ようとあせっているのである。
 おせい様が大家《たいけ》の人であることは、身なりを見てもわかる。よくある質《たち》のわるいやり方で、この磯五の店を買いとった金も、おおかたおせい様から出ているのであろう。磯五が女殺しであることは、顔や風体や弁舌だけでもわかるが、彼はこうして、女の生き血を吸って生きているのだ。世間知らずの単純なおせい様のこころは、もうすっかり磯五にしてやられて、ほんとにいっしょになる気でいる。いっしょになって、自分の財産の全部を、男の愛のために、よろこんでほうり出す気である。

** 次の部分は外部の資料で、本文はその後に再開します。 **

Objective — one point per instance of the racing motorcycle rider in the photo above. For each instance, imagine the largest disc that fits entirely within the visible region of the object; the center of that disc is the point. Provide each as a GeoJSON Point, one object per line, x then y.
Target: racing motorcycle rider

 今のおせい様には、何とかして磯五をよろこばせるほか、何の目的もないのだということが、世の中のうらおもてを見てきている若松屋惣七には、たとえ眼は不自由でも、磯五という人物の解釈から、瞬間にして看破することができたであろうが、お高は女で、年も若いし、それになんばなんでも磯五がそんな悪辣《あくらつ》なことをしようとは思わない。
 自分をすてて逃げたのだし、自分もいまもとの関係へかえろうとは思っていないが、それにしたところで、ほかに夫婦約束ができるわけのものではない。そう思った。うつむいて、黙っていた。
 話し相手を見つけたうれしまぎれが、おせい様をひとりでしゃべらせていた。
「去年わたしがお伊勢さまへお詣《まい》りしましてね、大阪へ遊びに寄って、あの人に会ったのでございます。あの人は堺で大わずらいをして、そのときわたしが看病をしました。おや、あの人はどこへ行ったのでございましょう。此室《ここ》にいると小僧さんがしらせてくれましたので、おどろかしてあげようと思ってこっそり来たのでございますがねえ」
「ほんとにねえ。今までここに話しておりましたのでございますが、どうしたのでございましょう。ちょっとわたくしが見て参りましょう」
 お高は、ゆらりと起ち上がった。

      三

 お高は、ここでおせい様と話しているところへ、磯五に帰って来られてはたまらないような気がした。どうしたらいいかわからないと思った。おせい様は磯五という人間を、神様や仏さまのように考えているらしい。そのおせい様のまえに、ぎっくりしてまごまごしている磯五を見せることは、おせい様にすまないとお高は思った。
 縁へ出ると自分のはきものがあった。それを突っかけてはいって来た横丁づたいにおもての往来へ出た。